Josh Ritter – Sermon on the Rocks (ALBUM REVIEW)


ritteralbum2On his last release, 2013’s The Beast in Its Tracks, Josh Ritter was reeling from a recent divorce and all the conflicting emotions that went with it. But on his new album, Sermon on the Rocks, we find the Idaho-born singer-songwriter in a very different frame of mind. While The Beast in Its Tracks was an introspective work, “Sermon on the Rocks,” finds Ritter looking outward, crafting story songs about small town life that are laced with religious themes. As with his previous albums Ritter delves into heady subject matter, gracing his songs with vivid imagery and poetic lyrics. What is different on this, his eighth studio album, is  a loose quality that we haven’t heard in Ritter’s music before.

Produced by Ritter and Trina Shoemaker (Emmylou Harris, Queens of the Stone Age), and featuring  Ritter’s Royal City Band, the 12-song album was recorded over a two week period at The Parlor Recording studio in New Orleans. While most musicians who record in the Crescent City usually soak up the musical styles native to it, Ritter seems more influenced by its soul.  Many of these songs capture the city’s sense of fun and spirit of creativity while also reveling in it gothic and mysterious underbelly.

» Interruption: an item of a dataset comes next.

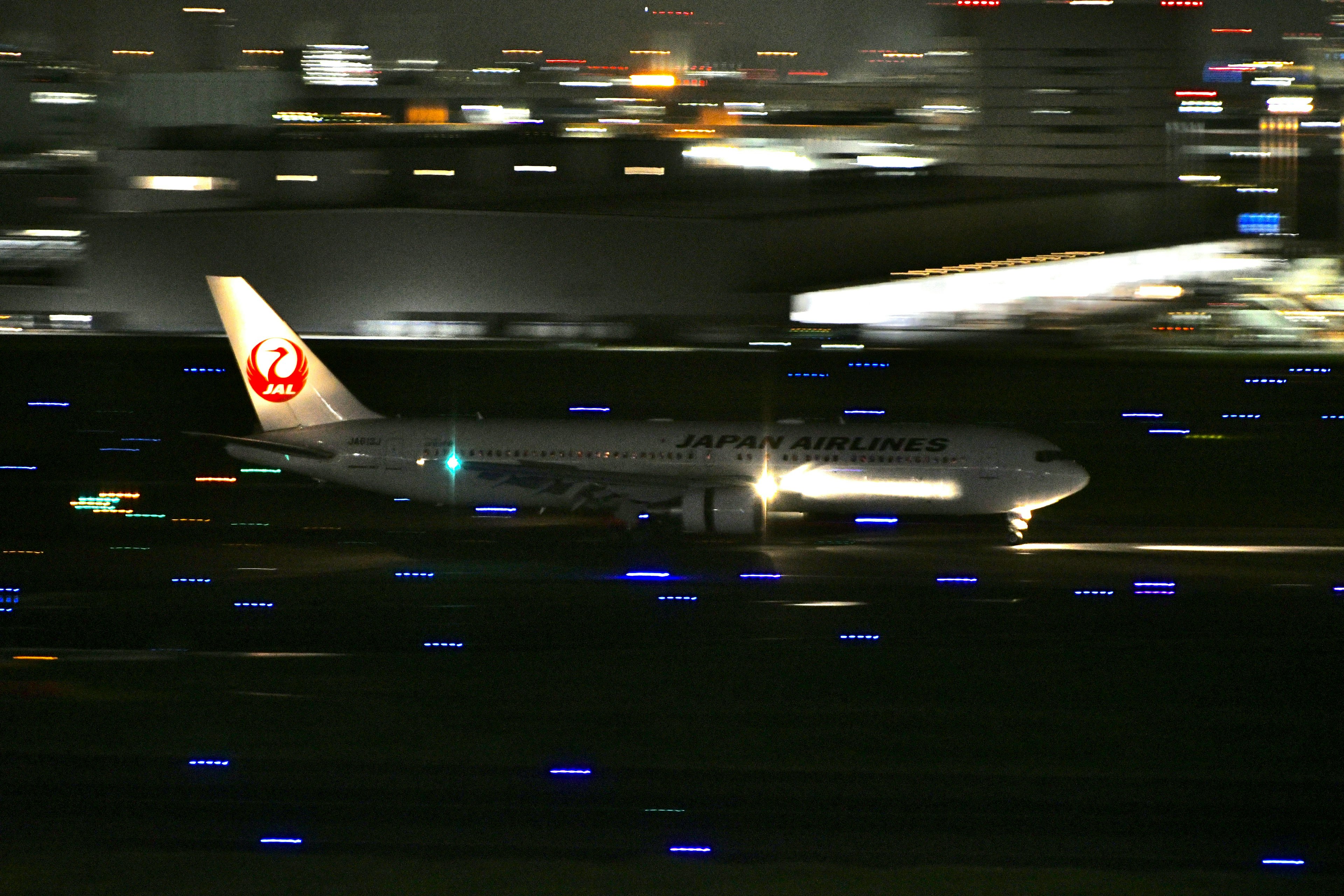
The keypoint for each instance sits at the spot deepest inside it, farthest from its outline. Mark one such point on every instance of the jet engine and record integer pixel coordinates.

Ritter said his goal was to create an album that was “messianic oracular honky-tonk,” and a song like “Young Moses,” with its shimmering tambourine and bluesy guitar interlude, just may fit that description. Sam Kassir’s pulsating keyboard drives “Lighthouse Fire,” a song that also features some distorted electric guitar provided by Kaufman, while “Lighthouse Fire” doesn’t sound like a Josh Ritter song at all – but you get that feeling that is exactly what he intended. While that song has a rock edge, Ritter lends a heavy dose of country to the upbeat “Cumberland” and to the disc closer, the slow twang-y “My Man on a Horse (Is Here).”

Sermon on the Rocks’ a danceable tune called “Getting Ready to Get Down,” is the story of a young girl whose parents and pastor are worried that she may be headed toward a life of sin, their solution being whisking her off to “a little bible college in Missouri.” Ritter sing-speaks  humorous lines like “Jesus hates your high school dances” at such a rapid fire pace it as it as if he is free associating the words. The anthemic “Homecoming” looks back on the excitement of young love, but includes lines “When the oracle spoke to me/She was like a roadside song, (don’t go away now)/Do unto other as you would have them do/Even if in turn they do you wrong, (hey now)” that reflect a deeper meaning.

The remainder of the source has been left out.